Distributed Fine-Tuning

LoRA fine-tuning across multiple Macs is now practical without wrestling with MPI configurations. JACCL uses data parallelism: your dataset is sharded across devices, each processes its partition, and gradients are aggregated via all-reduce. The mlx.distributed_config utility automates the network interface setup that previously required manual hostfile configuration and SSH key juggling.

This is the “sovereign AI cluster” scenario: four Mac mini M4 Pros (64GB each) costs roughly $10,000 total and lets you fine-tune and run 100B+ parameter models with no cloud dependency and no data leaving your hardware. For researchers and indie developers handling sensitive data, that’s a meaningful alternative to cloud GPU spend.

Setup: What It Actually Takes

The requirements are specific — be clear-eyed about them:

  • macOS 26.2 or later — RDMA support lives in the OS; currently in developer preview
  • Thunderbolt 5 — M4 and later Macs only
  • Fully-connected topology — every Mac must be directly cabled to every other; no daisy-chaining
  • Same Python environment — identical conda/venv setup across all nodes
  • SSH keys — configured for passwordless authentication between all machines

The fully-connected requirement is the real constraint. It caps practical cluster size at 4–6 nodes — the number of cables grows quadratically. You will not be building a 32-node Mac cluster. But 4 nodes is enough to run trillion-parameter models and serious fine-tuning jobs.

Setup flow:

  1. Connect Macs with Thunderbolt 5 cables (fully connected mesh, not daisy-chained)
  2. Run mlx.distributed_config to auto-configure network interfaces
  3. Add a hostfile with Thunderbolt Bridge IP addresses
  4. Use mlx.launch to execute your script across all nodes

In code, going distributed requires one new line:

import mlx.core as mx

# Initialize distributed world
world = mx.distributed.init()

# Your model, optimizer, and training loop are unchanged
# Aggregate gradients across nodes via:
mx.distributed.all_sum(gradients)

MLX handles topology selection automatically — mesh communication when latency matters, ring when bandwidth matters. The framework’s abstraction means you do not rewrite your training loop to go distributed.
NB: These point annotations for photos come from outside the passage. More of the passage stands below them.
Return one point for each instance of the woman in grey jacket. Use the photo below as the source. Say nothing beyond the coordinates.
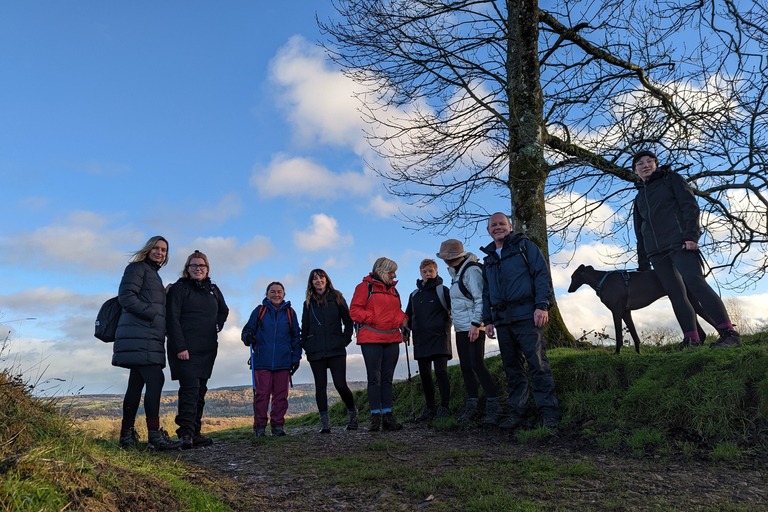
(467, 309)
(139, 342)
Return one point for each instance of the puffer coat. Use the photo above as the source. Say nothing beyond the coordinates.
(376, 309)
(194, 310)
(428, 320)
(465, 310)
(322, 335)
(140, 335)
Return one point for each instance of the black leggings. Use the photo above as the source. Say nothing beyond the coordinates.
(338, 367)
(151, 376)
(680, 274)
(472, 362)
(443, 382)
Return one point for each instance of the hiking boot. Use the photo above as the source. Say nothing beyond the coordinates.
(470, 411)
(375, 422)
(128, 437)
(689, 343)
(160, 440)
(442, 413)
(728, 339)
(352, 420)
(512, 422)
(325, 424)
(427, 414)
(186, 442)
(492, 412)
(389, 422)
(201, 440)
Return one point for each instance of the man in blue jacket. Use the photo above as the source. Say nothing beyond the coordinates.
(517, 293)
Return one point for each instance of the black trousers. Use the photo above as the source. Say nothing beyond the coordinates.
(522, 342)
(472, 363)
(680, 275)
(191, 403)
(150, 376)
(338, 367)
(443, 382)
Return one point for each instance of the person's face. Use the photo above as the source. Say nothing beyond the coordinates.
(197, 269)
(318, 283)
(428, 272)
(645, 167)
(498, 227)
(158, 252)
(276, 294)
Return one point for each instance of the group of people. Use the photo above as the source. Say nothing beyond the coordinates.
(507, 297)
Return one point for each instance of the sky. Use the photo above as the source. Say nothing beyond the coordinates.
(223, 128)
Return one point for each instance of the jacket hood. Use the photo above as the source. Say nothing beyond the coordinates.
(658, 174)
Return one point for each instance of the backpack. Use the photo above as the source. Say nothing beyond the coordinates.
(462, 287)
(107, 320)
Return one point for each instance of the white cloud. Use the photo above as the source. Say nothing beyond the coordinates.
(83, 241)
(225, 254)
(322, 234)
(301, 177)
(320, 101)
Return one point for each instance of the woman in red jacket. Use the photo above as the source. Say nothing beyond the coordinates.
(377, 310)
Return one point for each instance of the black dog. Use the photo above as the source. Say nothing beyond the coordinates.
(623, 292)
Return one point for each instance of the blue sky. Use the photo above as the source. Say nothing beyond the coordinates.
(221, 127)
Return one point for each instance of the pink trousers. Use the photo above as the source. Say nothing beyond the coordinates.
(274, 384)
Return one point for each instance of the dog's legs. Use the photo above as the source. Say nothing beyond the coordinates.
(617, 327)
(631, 326)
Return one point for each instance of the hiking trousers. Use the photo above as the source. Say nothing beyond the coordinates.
(272, 384)
(520, 342)
(191, 403)
(680, 275)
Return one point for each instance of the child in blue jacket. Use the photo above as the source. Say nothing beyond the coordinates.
(273, 333)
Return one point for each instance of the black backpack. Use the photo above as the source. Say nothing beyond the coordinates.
(107, 320)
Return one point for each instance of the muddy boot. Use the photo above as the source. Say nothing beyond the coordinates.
(389, 422)
(492, 411)
(325, 423)
(161, 441)
(128, 437)
(352, 420)
(375, 425)
(470, 411)
(427, 414)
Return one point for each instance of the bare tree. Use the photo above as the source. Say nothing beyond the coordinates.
(546, 106)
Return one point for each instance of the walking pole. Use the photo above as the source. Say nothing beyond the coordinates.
(406, 339)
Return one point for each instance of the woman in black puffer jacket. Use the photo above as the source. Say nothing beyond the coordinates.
(139, 342)
(326, 330)
(196, 313)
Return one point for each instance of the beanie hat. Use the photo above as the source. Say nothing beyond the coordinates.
(641, 154)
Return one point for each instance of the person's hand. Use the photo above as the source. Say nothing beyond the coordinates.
(540, 317)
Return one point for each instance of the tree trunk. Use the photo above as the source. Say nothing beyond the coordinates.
(527, 167)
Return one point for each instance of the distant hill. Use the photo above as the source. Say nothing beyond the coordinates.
(226, 402)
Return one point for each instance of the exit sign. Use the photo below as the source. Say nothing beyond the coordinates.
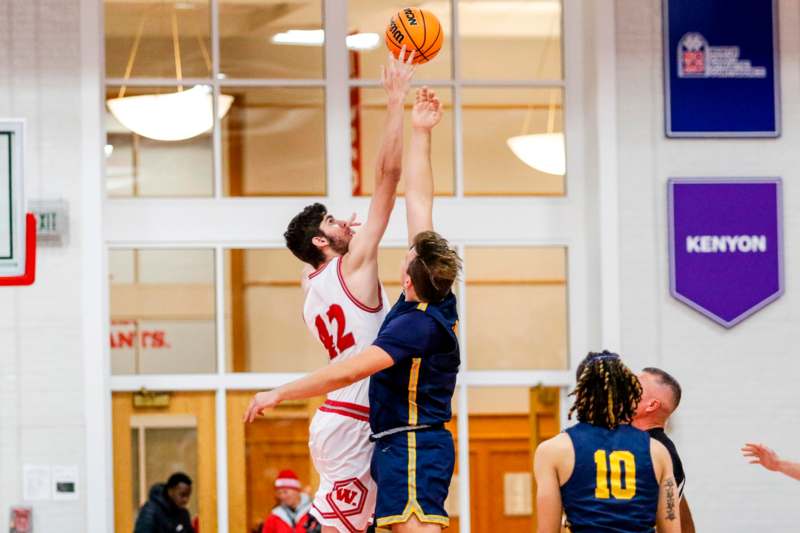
(52, 221)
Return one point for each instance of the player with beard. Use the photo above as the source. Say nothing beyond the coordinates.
(344, 307)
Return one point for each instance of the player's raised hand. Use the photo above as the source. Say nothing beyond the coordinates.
(396, 75)
(761, 455)
(427, 111)
(261, 402)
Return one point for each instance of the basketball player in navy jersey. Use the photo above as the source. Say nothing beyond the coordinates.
(413, 362)
(606, 475)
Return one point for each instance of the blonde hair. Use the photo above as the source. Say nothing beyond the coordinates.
(435, 268)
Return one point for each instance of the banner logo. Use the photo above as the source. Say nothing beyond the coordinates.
(725, 246)
(697, 59)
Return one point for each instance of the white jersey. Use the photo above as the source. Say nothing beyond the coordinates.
(344, 325)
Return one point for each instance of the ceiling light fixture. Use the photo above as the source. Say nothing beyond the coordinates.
(173, 116)
(545, 152)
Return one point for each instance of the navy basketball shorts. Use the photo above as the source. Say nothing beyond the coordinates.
(413, 472)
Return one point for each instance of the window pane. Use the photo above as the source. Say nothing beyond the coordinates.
(162, 311)
(271, 39)
(258, 451)
(368, 113)
(493, 116)
(373, 16)
(516, 39)
(273, 141)
(264, 303)
(138, 166)
(530, 284)
(502, 434)
(157, 39)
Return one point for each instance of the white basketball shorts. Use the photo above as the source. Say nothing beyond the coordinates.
(341, 451)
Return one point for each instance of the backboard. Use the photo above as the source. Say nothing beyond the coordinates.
(17, 230)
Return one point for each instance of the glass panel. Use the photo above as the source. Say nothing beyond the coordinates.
(532, 283)
(157, 39)
(510, 39)
(162, 311)
(264, 310)
(258, 451)
(493, 116)
(368, 113)
(271, 39)
(500, 459)
(140, 166)
(273, 141)
(373, 16)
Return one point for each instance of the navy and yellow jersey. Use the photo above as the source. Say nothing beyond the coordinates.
(613, 486)
(418, 388)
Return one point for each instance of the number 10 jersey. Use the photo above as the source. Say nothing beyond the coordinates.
(343, 324)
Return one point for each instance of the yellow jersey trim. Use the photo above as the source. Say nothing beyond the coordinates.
(413, 383)
(413, 507)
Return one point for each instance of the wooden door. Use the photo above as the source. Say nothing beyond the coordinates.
(258, 451)
(184, 410)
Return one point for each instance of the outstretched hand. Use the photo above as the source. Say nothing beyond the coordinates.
(427, 111)
(396, 75)
(761, 455)
(260, 403)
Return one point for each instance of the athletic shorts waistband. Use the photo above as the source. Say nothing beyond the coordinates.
(405, 429)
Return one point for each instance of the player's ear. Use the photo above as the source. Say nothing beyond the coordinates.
(319, 241)
(654, 405)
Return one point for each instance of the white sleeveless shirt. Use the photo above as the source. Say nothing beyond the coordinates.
(344, 325)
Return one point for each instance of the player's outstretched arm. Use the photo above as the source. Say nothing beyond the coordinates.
(548, 489)
(766, 457)
(396, 79)
(426, 114)
(668, 516)
(322, 381)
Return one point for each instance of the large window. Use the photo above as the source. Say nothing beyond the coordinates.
(224, 119)
(247, 91)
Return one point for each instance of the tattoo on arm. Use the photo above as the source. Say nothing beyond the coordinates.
(670, 490)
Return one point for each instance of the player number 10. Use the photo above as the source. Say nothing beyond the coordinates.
(614, 462)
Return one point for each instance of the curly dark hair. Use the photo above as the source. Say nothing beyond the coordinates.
(607, 392)
(302, 229)
(435, 268)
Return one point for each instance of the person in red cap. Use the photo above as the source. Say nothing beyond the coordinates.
(291, 514)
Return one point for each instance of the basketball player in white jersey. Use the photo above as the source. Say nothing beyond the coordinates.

The Honest Comparison With NVIDIA

JACCL is not competing with NVIDIA’s NVLink at scale. NVLink 4.0 delivers around 900 GB/s; Thunderbolt 5 caps at 50–60 Gbps. NCCL scales to thousands of GPUs across a datacenter; JACCL tops out at a handful of Macs on a desk.

But that’s the wrong comparison. The right comparison is JACCL versus paying for cloud GPU instances. If you’re a researcher or independent developer who wants to fine-tune a 70B model privately, without sending your data to a cloud provider or burning through API credits, a 4-Mac Thunderbolt cluster is now a legitimate setup. Apple Silicon has crossed the line from “runs inference adequately” to “credible fine-tuning platform.”

The community has been building toward this — distributed LoRA experiments via MPI, the sovereign cluster movement, peer-to-peer inference tools. JACCL gives all of that a proper foundation at the OS level instead of bolted-on workarounds.

Where to Start

If you’re on M4 hardware with access to the macOS 26.2 developer preview, the WWDC 2026 session “Explore distributed inference and training with MLX” is the starting point. Apple’s MLX distributed documentation covers the full API. The DaveAldon starter repo on GitHub gives you a working distributed MLX project to fork. For single-device performance context, Apple’s M5 neural accelerator research post is worth reading alongside the distributed session.

macOS 26.2 is not shipping to the public yet, but the developer preview is live post-WWDC. If local LLM work on Apple Silicon is part of your roadmap, now is the time to get comfortable with the stack — not after the general release when everyone else is catching up.